Zoom in: Doubts about Biden’s age (80) have all but vanished from institutional Democrats’ public conversation. The DNC has neutralized the influence of Iowa and New Hampshire, where an intraparty rebellion could have started.

  • Even once-skeptical progressives, like Sen. Elizabeth Warren (D-Mass.) and Rep. Pramila Jayapal (D-Wash.), have jumped on the Biden bandwagon — even though most of their agenda didn’t pass with Democratic majorities in Congress.

Zoom out: Public perception of the economy’s health will be a major factor in Biden’s political standing. Biden used his SOTU address to tout the economy’s resilience — pointing to record-low unemployment and claiming the fastest economic growth in 40 years.

  • But worries about persistent inflation persist. Just 20% of Americans rated the economy as “excellent” or “good” in last week’s Fox News poll.

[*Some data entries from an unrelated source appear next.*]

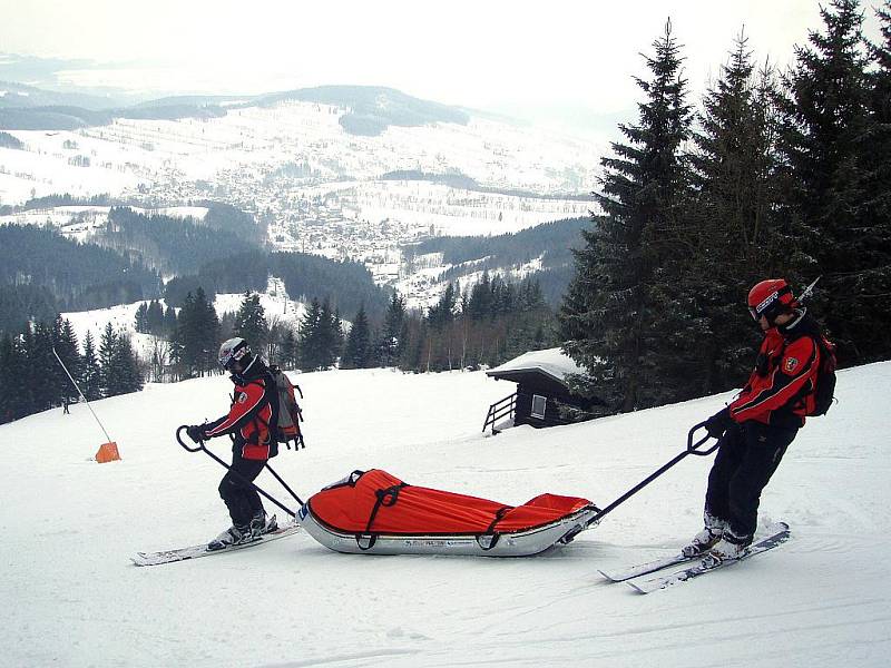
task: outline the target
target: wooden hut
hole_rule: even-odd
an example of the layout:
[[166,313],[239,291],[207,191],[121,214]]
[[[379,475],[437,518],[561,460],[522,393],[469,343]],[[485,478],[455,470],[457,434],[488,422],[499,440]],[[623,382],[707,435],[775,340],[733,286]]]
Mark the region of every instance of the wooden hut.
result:
[[497,425],[511,419],[515,425],[565,424],[561,405],[587,411],[600,403],[570,392],[566,377],[577,373],[585,371],[559,347],[530,351],[487,371],[486,374],[496,380],[517,383],[517,391],[489,406],[482,431],[491,425],[492,433],[498,433]]

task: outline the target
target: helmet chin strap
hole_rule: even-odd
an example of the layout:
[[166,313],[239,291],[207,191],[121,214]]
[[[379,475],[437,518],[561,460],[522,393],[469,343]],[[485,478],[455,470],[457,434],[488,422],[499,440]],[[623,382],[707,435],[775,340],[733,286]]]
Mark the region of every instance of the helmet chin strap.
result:
[[254,365],[254,362],[256,362],[256,361],[257,361],[257,356],[256,356],[256,355],[253,355],[253,356],[251,357],[251,364],[248,364],[248,365],[247,365],[247,366],[245,366],[245,367],[244,367],[242,371],[239,371],[239,372],[238,372],[238,374],[239,374],[239,375],[244,375],[244,374],[246,374],[246,373],[247,373],[247,371],[248,371],[248,370],[249,370],[249,369],[251,369],[251,367]]

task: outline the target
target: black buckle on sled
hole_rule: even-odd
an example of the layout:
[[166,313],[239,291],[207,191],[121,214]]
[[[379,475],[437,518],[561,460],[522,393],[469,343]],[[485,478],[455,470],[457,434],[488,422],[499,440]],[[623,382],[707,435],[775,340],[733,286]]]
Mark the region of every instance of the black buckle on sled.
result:
[[374,547],[374,543],[378,542],[378,537],[373,533],[356,533],[355,534],[355,544],[359,547],[360,550],[363,552],[365,550],[370,550]]

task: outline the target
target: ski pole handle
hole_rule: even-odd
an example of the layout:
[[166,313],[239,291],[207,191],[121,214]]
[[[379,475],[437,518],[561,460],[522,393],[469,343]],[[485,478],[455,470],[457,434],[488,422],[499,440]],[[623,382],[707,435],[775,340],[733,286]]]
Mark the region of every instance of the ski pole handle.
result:
[[699,445],[702,445],[708,439],[712,438],[707,432],[702,439],[699,439],[695,443],[693,442],[693,434],[695,434],[698,430],[701,430],[703,428],[705,428],[705,422],[699,422],[699,424],[694,424],[693,429],[691,429],[689,432],[687,433],[687,452],[688,453],[697,454],[697,455],[701,455],[701,456],[705,456],[707,454],[712,454],[715,450],[717,450],[718,443],[715,443],[714,445],[712,445],[711,448],[707,448],[705,450],[698,450]]
[[187,424],[183,424],[176,430],[176,442],[179,443],[183,448],[185,448],[189,452],[199,452],[199,451],[204,450],[204,441],[198,443],[195,448],[189,448],[186,443],[183,442],[183,439],[180,438],[179,434],[182,434],[183,430],[186,430],[186,429],[188,429],[188,425]]

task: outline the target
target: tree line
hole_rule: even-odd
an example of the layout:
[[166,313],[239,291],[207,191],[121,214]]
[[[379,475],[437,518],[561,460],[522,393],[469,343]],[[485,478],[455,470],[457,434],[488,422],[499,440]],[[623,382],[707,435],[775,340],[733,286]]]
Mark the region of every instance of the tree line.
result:
[[138,392],[144,384],[130,337],[110,324],[98,342],[88,332],[82,348],[67,318],[28,324],[0,336],[0,423],[77,402],[69,373],[87,401]]
[[809,306],[842,365],[891,356],[891,2],[877,14],[872,45],[832,0],[785,72],[741,35],[698,111],[666,26],[559,311],[578,391],[624,412],[740,386],[767,277],[822,276]]

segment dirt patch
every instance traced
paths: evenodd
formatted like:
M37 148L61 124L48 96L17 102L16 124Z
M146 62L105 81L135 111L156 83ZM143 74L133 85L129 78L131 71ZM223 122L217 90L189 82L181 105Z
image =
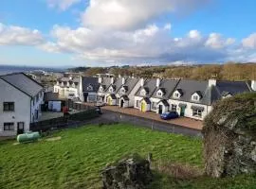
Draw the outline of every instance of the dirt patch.
M57 136L57 137L47 138L46 139L46 141L52 142L52 141L60 141L61 139L62 139L61 136Z

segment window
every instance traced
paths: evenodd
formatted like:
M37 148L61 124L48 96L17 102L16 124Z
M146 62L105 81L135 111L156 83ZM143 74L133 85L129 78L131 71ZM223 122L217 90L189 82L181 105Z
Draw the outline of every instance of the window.
M177 112L177 105L175 105L175 104L172 104L172 108L171 108L172 110L172 112Z
M121 93L121 94L125 94L125 89L121 89L121 90L120 90L120 93Z
M93 91L93 87L90 85L87 87L87 91Z
M139 108L139 101L138 100L136 101L136 107Z
M14 102L4 102L4 112L13 112Z
M162 96L162 92L157 92L157 96Z
M174 93L174 96L178 98L179 97L179 94L178 93Z
M140 95L146 95L146 91L145 91L145 90L142 90L142 91L140 92Z
M192 110L192 116L194 117L202 117L202 112L201 110Z
M157 109L157 103L156 102L152 102L151 109L152 110L156 110Z
M198 95L196 95L196 94L195 94L195 95L193 95L193 96L192 96L192 100L194 100L194 101L198 101L198 100L199 100L199 96L198 96Z
M14 123L4 123L4 130L14 130Z

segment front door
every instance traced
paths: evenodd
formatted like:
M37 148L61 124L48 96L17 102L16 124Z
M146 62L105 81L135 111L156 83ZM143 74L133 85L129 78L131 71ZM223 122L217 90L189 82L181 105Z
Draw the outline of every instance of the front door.
M88 93L84 93L83 97L84 97L84 102L87 102L88 101Z
M124 103L124 101L123 101L123 99L121 99L121 101L120 101L120 107L121 108L123 108L123 103Z
M184 116L185 115L185 107L181 107L180 108L180 116Z
M24 133L24 122L19 122L17 126L17 134Z
M163 113L163 106L162 106L162 105L159 105L159 111L158 111L158 113L159 113L159 114L162 114L162 113Z

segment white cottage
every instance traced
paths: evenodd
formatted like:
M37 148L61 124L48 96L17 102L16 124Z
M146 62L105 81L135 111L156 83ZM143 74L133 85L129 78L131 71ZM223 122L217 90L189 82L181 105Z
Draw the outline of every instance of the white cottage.
M29 130L41 116L44 88L23 73L0 77L0 136Z

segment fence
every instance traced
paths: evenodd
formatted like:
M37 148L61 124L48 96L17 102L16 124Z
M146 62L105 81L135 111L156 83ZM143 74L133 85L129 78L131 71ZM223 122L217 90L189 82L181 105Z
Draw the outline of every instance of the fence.
M30 124L30 130L45 132L50 129L68 128L99 116L95 107L74 103L73 101L68 101L67 106L69 109L81 112L66 116L32 123Z

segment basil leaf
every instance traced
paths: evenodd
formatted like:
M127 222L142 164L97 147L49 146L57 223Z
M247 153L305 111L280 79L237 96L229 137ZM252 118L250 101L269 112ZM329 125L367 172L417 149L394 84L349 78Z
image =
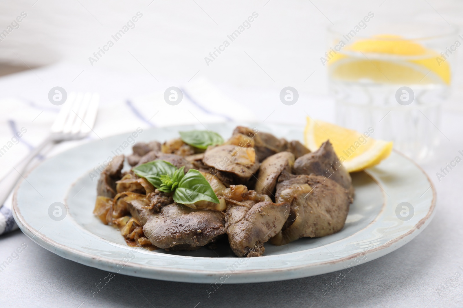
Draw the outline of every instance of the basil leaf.
M165 160L158 159L137 166L132 169L140 177L144 177L156 188L163 184L161 176L168 175L173 176L177 171L177 167Z
M215 132L190 131L179 133L182 141L198 149L205 149L209 145L221 145L224 143L222 137Z
M172 197L174 201L182 204L190 204L201 200L220 203L204 176L194 169L190 169L185 175Z

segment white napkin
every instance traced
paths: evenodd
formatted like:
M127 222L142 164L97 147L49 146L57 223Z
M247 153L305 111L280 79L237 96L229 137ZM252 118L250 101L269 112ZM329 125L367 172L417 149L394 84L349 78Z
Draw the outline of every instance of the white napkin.
M44 157L53 156L89 140L130 131L139 127L147 128L255 120L249 109L245 109L246 112L243 113L245 110L243 106L231 99L203 78L198 78L188 83L181 89L183 99L175 106L166 103L163 91L100 104L93 132L83 140L68 141L55 146L31 162L29 169L40 163ZM2 147L7 147L7 149L4 148L4 152L0 157L0 177L3 177L12 166L46 137L59 110L59 107L48 102L38 103L19 97L0 100L0 154ZM21 138L15 138L15 134L21 130L23 133ZM11 206L10 195L0 208L0 235L18 228L13 218Z

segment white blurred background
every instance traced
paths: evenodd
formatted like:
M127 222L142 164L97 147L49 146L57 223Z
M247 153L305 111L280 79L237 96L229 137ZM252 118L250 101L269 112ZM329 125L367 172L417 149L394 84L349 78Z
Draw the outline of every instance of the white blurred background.
M277 93L288 85L296 88L307 102L319 99L319 96L326 98L326 66L320 57L326 50L325 29L332 23L353 26L372 12L375 17L370 23L395 18L429 21L438 26L446 27L447 22L463 25L463 3L456 0L21 0L0 4L0 31L22 12L27 17L20 27L0 42L4 64L32 69L57 62L71 64L74 66L61 81L74 88L112 82L93 79L102 70L139 78L139 85L118 84L106 97L110 100L131 91L150 93L158 83L153 76L161 82L178 83L203 76L221 86L239 90L234 94L227 89L236 99L258 102L259 106L273 101L278 103L278 97L272 100L255 93ZM143 16L135 28L92 66L88 57L138 12ZM254 12L259 16L250 28L207 66L204 57ZM14 69L3 66L6 72ZM23 96L32 96L31 92L42 88L46 92L54 86L35 79L22 89ZM461 87L457 74L453 80L454 89ZM0 95L18 94L8 87L0 89Z

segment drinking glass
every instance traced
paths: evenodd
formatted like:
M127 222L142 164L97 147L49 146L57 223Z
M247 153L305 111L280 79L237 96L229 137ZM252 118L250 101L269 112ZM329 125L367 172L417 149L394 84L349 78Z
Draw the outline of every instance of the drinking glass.
M375 138L393 141L400 151L425 161L445 138L440 106L449 95L463 36L454 27L364 24L328 29L321 61L336 99L337 123L359 132L371 127Z

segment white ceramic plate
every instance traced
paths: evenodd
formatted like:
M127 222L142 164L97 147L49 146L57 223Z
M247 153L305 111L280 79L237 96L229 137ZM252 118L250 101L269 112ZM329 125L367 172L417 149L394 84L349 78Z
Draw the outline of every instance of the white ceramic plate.
M227 138L237 125L206 127ZM247 125L288 139L302 138L300 127ZM135 139L163 141L178 137L180 130L204 129L201 125L153 128ZM185 282L248 283L318 275L374 260L411 241L433 215L435 193L431 181L416 164L393 152L366 172L352 175L354 203L345 226L335 234L300 239L282 246L267 243L263 256L249 258L235 257L226 245L213 250L203 247L169 253L130 247L118 230L103 224L92 214L97 180L89 173L113 156L118 148L125 148L124 153L130 154L131 147L127 141L131 141L131 135L119 135L72 149L31 172L17 188L13 199L15 218L23 232L63 258L105 271ZM50 208L56 202L66 205L61 220L51 219L53 216L49 213L56 210ZM403 205L399 205L403 202L411 205L413 209L407 212Z

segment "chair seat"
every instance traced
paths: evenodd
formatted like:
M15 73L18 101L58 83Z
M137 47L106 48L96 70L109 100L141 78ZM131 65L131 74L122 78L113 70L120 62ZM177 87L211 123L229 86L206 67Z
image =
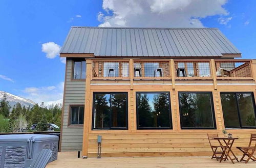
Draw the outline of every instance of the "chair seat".
M218 148L218 147L221 148L221 146L211 146L211 147L212 148Z
M254 149L254 147L237 147L237 148L238 148L238 149L244 148L244 149Z

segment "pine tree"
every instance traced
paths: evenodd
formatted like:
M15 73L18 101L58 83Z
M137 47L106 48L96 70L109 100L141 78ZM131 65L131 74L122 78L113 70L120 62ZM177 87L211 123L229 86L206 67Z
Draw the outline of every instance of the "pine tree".
M3 100L0 102L0 114L7 118L9 116L10 109L11 106L9 104L9 102L7 101L6 94L5 93Z

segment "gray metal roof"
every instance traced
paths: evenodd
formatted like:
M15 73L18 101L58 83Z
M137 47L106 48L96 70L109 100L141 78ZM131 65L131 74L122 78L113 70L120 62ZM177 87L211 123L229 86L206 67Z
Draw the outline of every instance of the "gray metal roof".
M72 27L60 53L216 57L241 52L218 29Z

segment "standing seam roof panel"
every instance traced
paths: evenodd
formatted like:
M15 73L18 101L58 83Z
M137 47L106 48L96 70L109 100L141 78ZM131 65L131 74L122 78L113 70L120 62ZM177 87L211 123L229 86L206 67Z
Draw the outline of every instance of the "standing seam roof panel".
M154 56L153 51L151 47L151 43L148 36L147 30L143 30L143 35L145 39L145 42L146 43L146 47L147 50L147 54L148 56Z
M162 35L162 33L159 30L156 30L157 35L158 37L158 39L159 40L160 44L161 45L161 47L162 48L162 50L164 56L168 56L170 54L167 49L166 45L165 44L165 41L163 38L163 36Z
M217 29L101 27L72 27L60 53L119 57L241 54Z

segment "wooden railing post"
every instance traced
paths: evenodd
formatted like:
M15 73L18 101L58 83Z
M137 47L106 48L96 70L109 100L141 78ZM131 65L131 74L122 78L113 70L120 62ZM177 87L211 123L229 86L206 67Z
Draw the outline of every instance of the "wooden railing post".
M173 59L170 61L170 71L172 74L172 86L173 86L173 89L175 89L175 67Z
M217 80L216 79L216 67L215 66L215 62L214 59L210 60L211 62L211 73L214 79L214 89L217 89Z
M133 90L133 76L134 76L134 72L133 72L133 60L130 59L129 61L130 63L130 77L131 80L131 90Z
M92 60L86 60L86 93L84 99L84 115L83 118L83 134L82 142L82 156L83 157L88 156L89 134L91 127L89 125L89 118L91 114L90 99L91 99L91 80L92 75Z

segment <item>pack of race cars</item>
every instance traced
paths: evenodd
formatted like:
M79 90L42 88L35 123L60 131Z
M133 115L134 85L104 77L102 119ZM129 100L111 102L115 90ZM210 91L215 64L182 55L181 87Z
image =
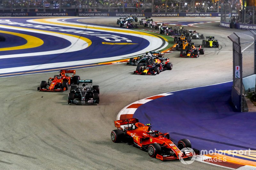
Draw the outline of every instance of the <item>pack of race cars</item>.
M136 24L131 23L137 22L138 19L132 16L120 18L117 24L120 27L136 28ZM213 36L206 36L197 33L195 30L186 30L183 27L171 27L162 23L156 23L150 18L139 21L140 25L155 29L159 29L160 33L175 36L174 41L176 44L175 49L180 51L182 57L197 58L203 55L206 48L219 48L218 40ZM202 39L202 45L196 45L191 39ZM197 48L196 48L197 47ZM137 57L131 57L127 65L136 66L134 74L142 75L156 75L161 72L171 70L173 65L168 57L164 57L160 51L146 52L145 54ZM60 73L50 77L48 81L41 81L37 90L44 92L64 92L68 90L68 104L75 105L98 104L100 101L100 87L92 85L91 79L80 79L75 75L75 70L62 70ZM169 133L163 133L153 130L150 124L144 124L135 118L114 121L117 129L112 130L111 139L115 143L123 142L147 151L149 156L162 160L186 159L193 157L199 151L191 150L191 144L187 139L174 143L170 138Z

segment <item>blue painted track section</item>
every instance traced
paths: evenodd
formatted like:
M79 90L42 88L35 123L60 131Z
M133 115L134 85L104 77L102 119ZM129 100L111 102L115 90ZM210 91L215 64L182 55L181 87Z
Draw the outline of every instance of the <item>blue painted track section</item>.
M27 22L26 20L28 19L27 18L12 18L10 19L13 22L37 25ZM1 24L10 25L7 24L3 23L1 23ZM40 24L40 25L49 26L49 25L44 25L43 24ZM17 58L0 59L0 69L14 67L17 66L21 67L44 64L54 63L60 62L79 61L80 60L90 60L128 55L142 50L149 45L149 42L145 39L140 38L138 36L125 34L122 34L122 36L127 37L129 39L132 40L132 43L138 44L140 45L138 45L138 44L129 45L111 45L102 44L102 42L106 42L106 41L104 41L104 39L96 36L84 35L80 33L63 32L50 30L48 29L45 29L38 28L30 27L16 25L12 25L11 26L75 35L85 37L91 40L92 42L92 43L88 48L83 50L80 50L76 52L56 54L43 55L34 57L29 56L20 58L18 57L18 56L17 56L18 57ZM62 27L60 26L58 27ZM68 28L67 27L63 27L63 28L65 29L71 29L77 30L81 30L81 29L73 28ZM70 44L70 42L68 41L63 38L55 36L54 36L54 38L52 38L52 36L50 35L47 35L45 34L33 33L28 31L28 32L23 32L14 30L2 29L1 29L1 30L18 32L21 33L27 34L41 39L44 42L43 46L38 48L33 48L34 49L31 48L19 50L9 50L2 51L1 52L1 55L14 54L19 53L24 53L43 52L46 50L56 50L59 49L60 47L62 46L62 48L63 48L67 47ZM93 31L102 34L109 33L106 33L104 31ZM110 33L112 35L120 35L118 33ZM8 41L8 40L7 40L6 41L7 43L9 43ZM126 42L123 41L122 42ZM13 42L15 43L15 42ZM19 43L18 44L14 44L15 46L17 46L18 45L20 45L20 43ZM15 61L15 62L14 62L14 61ZM19 63L18 65L17 65L17 63Z
M170 93L142 105L133 117L152 123L153 129L169 132L176 142L188 139L199 150L256 150L256 113L234 110L232 83Z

Reality check: Biden’s biggest ally is the unpopularity of the GOP opposition — particularly former President Trump.

  • Democrats overperformed in last year’s midterms: Whatever hesitations voters held toward Biden, Republican candidates were viewed as too extreme.
  • The divisions among Republicans over spending cuts and changes to Social Security and Medicare, highlighted in the GOP’s heated response to Biden’s address, will also be a useful foil for the White House in making the next election a choice more than a referendum.

The bottom line: The vibes in Washington are growing bullish on Biden’s re-election prospects. But polling shows voters aren’t optimistic about their own economic futures. And a majority of Democrats want a new standard-bearer for 2024.